Militant cleric Anwar al-Awlaki continues to speak through sermons posted online, and U.S. officials are investigating whether his words may have influenced Boston bombers Tamerlan and Dzhokhar Tsarnaev.
A U.S. government official told CNN's Jake Tapper on Tuesday that "the preachings of Anwar al-Awlaki were likely to have been among the videos they watched." A U.S. government source had previously told CNN that Dzhokhar Tsarnaev had claimed the brothers had no connection to overseas Islamist terrorist groups and were radicalized through the Internet.

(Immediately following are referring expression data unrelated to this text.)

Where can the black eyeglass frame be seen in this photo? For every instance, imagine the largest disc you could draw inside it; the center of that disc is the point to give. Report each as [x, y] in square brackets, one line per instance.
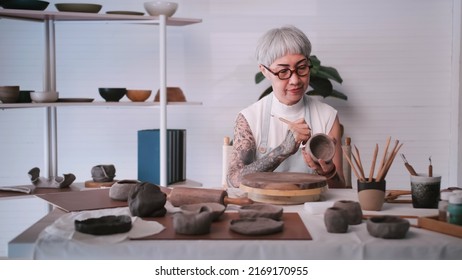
[310, 65]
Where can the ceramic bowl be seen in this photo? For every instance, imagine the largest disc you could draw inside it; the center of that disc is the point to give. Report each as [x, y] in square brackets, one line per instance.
[9, 94]
[157, 8]
[388, 227]
[25, 4]
[44, 96]
[112, 94]
[320, 146]
[78, 7]
[138, 95]
[174, 94]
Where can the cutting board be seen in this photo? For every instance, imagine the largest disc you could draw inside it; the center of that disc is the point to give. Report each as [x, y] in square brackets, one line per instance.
[283, 187]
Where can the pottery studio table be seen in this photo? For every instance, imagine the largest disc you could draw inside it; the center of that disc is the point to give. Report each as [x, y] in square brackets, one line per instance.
[355, 244]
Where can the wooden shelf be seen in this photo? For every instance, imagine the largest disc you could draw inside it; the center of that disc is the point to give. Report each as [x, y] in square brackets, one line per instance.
[93, 104]
[70, 16]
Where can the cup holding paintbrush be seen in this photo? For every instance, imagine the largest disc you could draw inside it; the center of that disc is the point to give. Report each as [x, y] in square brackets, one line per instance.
[371, 190]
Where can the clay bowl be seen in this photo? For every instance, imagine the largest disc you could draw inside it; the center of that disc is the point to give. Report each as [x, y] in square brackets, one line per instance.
[78, 7]
[44, 96]
[25, 4]
[320, 146]
[138, 95]
[157, 8]
[174, 94]
[216, 209]
[112, 94]
[9, 94]
[388, 227]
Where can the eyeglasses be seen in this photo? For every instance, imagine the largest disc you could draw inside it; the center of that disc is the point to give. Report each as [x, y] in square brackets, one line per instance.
[285, 74]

Al-Awlaki lived in Colorado, California and Virginia before leaving the United States in 2002. At one point he met two of the men who would be among the 9/11 hijackers, an encounter later investigated by the FBI. There is no evidence that al-Awlaki knew of their plans.
From about 2006 onward he became increasingly influential among would-be jihadists around the world with his eloquent online sermons delivered in fluent and colloquial English. Al-Awlaki was killed in a U.S. drone strike in a remote part of Yemen in September 2011, along with another American, Samir Khan.

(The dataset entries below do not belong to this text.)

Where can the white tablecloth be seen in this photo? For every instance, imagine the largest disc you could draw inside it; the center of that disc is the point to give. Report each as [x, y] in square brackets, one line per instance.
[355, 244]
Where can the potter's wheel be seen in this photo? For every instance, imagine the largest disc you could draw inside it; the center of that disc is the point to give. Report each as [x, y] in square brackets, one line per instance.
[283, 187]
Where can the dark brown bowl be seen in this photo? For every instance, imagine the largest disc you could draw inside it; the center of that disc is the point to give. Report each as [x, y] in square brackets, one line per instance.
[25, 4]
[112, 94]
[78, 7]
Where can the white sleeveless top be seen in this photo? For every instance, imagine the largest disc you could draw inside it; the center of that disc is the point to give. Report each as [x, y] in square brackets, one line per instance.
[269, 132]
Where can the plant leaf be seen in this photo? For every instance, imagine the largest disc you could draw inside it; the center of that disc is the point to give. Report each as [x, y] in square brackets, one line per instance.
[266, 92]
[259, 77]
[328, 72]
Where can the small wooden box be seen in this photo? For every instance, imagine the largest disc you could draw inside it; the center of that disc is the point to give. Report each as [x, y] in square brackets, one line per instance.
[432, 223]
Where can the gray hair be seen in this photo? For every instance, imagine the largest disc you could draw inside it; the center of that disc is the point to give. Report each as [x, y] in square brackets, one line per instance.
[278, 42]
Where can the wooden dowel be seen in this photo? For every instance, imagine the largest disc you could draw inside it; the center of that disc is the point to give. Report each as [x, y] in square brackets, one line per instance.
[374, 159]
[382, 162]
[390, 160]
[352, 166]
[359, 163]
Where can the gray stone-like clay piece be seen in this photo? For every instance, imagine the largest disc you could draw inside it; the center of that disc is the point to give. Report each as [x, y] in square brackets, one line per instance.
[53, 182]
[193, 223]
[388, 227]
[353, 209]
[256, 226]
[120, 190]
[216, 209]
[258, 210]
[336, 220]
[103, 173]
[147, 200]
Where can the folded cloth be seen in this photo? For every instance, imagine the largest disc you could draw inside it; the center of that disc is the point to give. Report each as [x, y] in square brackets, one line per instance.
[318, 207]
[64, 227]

U.S investigators are examining whether the Tsarnaev brothers downloaded or viewed a bomb formula that appeared in Inspire, the online English-language magazine published by al Qaeda in the Arabian Peninsula. Al-Awlaki is believed to have been the driving force behind that magazine and Samir Khan was its editor.
The pressure cooker devices exploded in Boston had several striking similarities to a design in the first issue of the magazine in the summer of 2010 "How to build a bomb in Your Mom's Kitchen."
The magazine instructed would-be jihadists in the West to deploy multiple devices and set them off simultaneously in a crowded space. Another issue of the magazine published a year ago called for attacks at crowded sports venues.
The Inspire recipe "How to Build a Bomb in your Mom's Kitchen" has been linked to multiple Islamist terrorist plots on both sides of the Atlantic. It was downloaded by a group of Islamist extremists plotting to bomb London in late 2010.
In July 2011, an American Muslim soldier from Fort Hood, Texas -- Naser Jason Abdo -- downloaded the recipe and bought pressure cookers and shotgun shells from which he could extract explosive powder. Abdo was arrested before he had assembled a bomb and was sentenced last year to two consecutive life prison sentences for attempted use of a weapon of mass destruction.